Maka dari itu, diperlukan sosialisasi dari pemerintah tentang pentingnya memahami gangguan kesehatan mental. Tujuannya agar masyarakat Indonesia yang mengalami gangguan kesehatan mental atau melihat orang lain dalam kondisi yang demikian, supaya segera menghubungi pihak-pihak yang dapat memberikan pencerahan dan membantu mengatasi persoalan-persoalan yang tengah dihadapi.
Jangan justru menjauhi, menyalahkan ataupun memberikan stigma buruk bagi mereka, sebab yang dibutuhkan oleh seseorang yang mengalami gangguan kesehatan mental adalah support atau dukungan, baik moral mapun psikis.
Bacaan lebih lanjut
Agusno, M. (2011). Global-National Mental Health & Psychosocial Problem & Mental Health Policy. Yogyakarta: Universitas Gadjah Mada.
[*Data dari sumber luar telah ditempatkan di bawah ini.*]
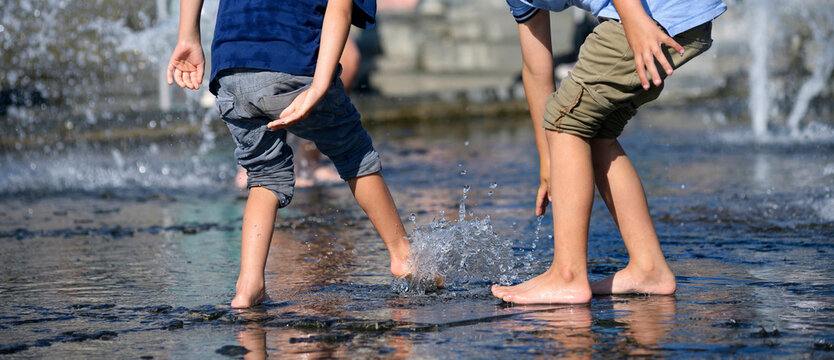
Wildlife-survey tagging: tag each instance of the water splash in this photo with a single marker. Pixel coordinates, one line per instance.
(759, 100)
(462, 252)
(812, 54)
(821, 62)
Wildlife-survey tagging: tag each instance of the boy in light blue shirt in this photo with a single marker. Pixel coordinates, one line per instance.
(619, 69)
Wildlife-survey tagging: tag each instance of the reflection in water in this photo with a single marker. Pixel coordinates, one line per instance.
(648, 320)
(103, 272)
(567, 329)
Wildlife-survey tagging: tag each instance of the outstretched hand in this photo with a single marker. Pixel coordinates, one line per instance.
(645, 39)
(298, 110)
(186, 65)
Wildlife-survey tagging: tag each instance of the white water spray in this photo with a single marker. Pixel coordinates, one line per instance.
(461, 252)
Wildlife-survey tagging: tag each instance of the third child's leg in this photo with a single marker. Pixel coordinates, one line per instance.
(572, 194)
(258, 225)
(373, 196)
(647, 271)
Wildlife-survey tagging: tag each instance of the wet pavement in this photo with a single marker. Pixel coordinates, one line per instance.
(119, 251)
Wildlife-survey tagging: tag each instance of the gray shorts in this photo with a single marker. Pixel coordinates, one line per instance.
(248, 99)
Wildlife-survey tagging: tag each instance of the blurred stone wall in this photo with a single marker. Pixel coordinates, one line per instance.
(444, 47)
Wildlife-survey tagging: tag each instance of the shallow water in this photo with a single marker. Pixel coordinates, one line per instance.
(107, 254)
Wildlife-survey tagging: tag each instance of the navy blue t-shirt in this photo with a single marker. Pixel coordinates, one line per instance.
(277, 35)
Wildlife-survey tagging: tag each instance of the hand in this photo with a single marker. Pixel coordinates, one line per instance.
(298, 110)
(645, 39)
(187, 65)
(543, 196)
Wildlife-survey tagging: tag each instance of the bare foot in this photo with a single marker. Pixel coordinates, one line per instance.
(633, 281)
(401, 270)
(547, 288)
(249, 295)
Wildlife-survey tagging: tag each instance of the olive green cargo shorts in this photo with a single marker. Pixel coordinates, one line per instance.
(603, 92)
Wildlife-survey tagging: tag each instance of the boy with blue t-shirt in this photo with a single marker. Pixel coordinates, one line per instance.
(274, 70)
(578, 145)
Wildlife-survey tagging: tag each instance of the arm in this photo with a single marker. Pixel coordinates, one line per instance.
(334, 33)
(537, 76)
(645, 39)
(187, 62)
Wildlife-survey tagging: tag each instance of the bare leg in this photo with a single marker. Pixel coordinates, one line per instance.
(373, 196)
(258, 225)
(572, 194)
(647, 271)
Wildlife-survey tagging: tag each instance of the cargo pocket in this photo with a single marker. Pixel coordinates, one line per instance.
(225, 105)
(561, 103)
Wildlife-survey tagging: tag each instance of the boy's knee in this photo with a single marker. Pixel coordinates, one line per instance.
(280, 181)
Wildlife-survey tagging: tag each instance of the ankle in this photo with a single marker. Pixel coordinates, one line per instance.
(567, 275)
(649, 267)
(249, 282)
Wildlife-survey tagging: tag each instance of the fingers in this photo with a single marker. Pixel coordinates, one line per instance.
(542, 200)
(639, 64)
(186, 78)
(199, 76)
(673, 44)
(650, 65)
(282, 122)
(178, 78)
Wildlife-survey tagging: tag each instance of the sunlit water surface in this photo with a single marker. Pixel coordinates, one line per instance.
(131, 250)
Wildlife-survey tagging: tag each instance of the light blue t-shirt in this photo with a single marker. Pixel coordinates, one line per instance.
(676, 16)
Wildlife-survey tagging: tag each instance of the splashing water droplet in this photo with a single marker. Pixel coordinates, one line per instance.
(463, 252)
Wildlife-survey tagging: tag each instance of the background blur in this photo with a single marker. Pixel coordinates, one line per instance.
(101, 62)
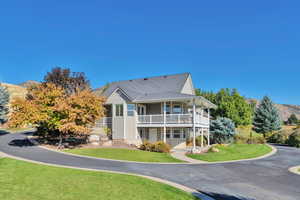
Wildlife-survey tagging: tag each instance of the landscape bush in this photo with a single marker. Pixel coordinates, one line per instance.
(294, 139)
(223, 130)
(159, 147)
(189, 141)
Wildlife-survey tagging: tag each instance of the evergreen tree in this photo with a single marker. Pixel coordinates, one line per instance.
(230, 105)
(4, 100)
(293, 120)
(266, 118)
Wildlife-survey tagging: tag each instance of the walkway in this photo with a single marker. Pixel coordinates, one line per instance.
(265, 179)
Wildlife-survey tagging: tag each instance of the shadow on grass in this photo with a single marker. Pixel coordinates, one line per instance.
(2, 132)
(218, 196)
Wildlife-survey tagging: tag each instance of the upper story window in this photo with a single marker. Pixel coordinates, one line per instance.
(119, 110)
(130, 109)
(177, 109)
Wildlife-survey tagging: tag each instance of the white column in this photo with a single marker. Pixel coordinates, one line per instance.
(165, 135)
(194, 125)
(208, 131)
(202, 137)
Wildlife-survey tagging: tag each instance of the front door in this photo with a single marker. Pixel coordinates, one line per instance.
(141, 110)
(152, 134)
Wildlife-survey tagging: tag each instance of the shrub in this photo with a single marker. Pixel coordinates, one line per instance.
(146, 146)
(189, 141)
(223, 130)
(294, 139)
(159, 146)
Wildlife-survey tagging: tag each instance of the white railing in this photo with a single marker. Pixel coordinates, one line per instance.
(172, 119)
(105, 121)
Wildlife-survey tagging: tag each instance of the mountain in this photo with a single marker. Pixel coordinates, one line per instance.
(15, 90)
(285, 110)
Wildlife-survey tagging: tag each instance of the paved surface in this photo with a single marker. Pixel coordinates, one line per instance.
(265, 179)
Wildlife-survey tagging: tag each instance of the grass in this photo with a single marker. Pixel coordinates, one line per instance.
(125, 154)
(14, 130)
(20, 180)
(234, 152)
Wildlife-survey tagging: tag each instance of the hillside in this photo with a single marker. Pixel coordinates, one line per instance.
(285, 110)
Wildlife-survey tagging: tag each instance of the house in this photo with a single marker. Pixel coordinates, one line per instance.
(162, 108)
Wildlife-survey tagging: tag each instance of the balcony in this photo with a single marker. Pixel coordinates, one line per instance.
(172, 119)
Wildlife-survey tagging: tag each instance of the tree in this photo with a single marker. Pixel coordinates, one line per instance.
(54, 112)
(4, 100)
(230, 105)
(69, 81)
(292, 120)
(223, 130)
(266, 118)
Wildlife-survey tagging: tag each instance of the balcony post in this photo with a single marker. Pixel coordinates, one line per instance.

Jorm, A. F. (2010). Mental Health Literacy. Public Knowledge and Blief About Mental Disorder. Journal Psychiatry, 396-401.
Marcus, M and Westra, H. 2012. Mental Health Literacy in Canadian Young Adults: Result of a National Survey. Canadian Journal of Community Mental Health. 31 (1): 1-15.
Putri, A. W. (2015). Kesehatan mental masyarakat Indonesia (Pengetahuan dan Keterbukaan Masyarakat terhadap Gangguan Kesehatan Mental. Jurnal Riset dan PKM, 147-300.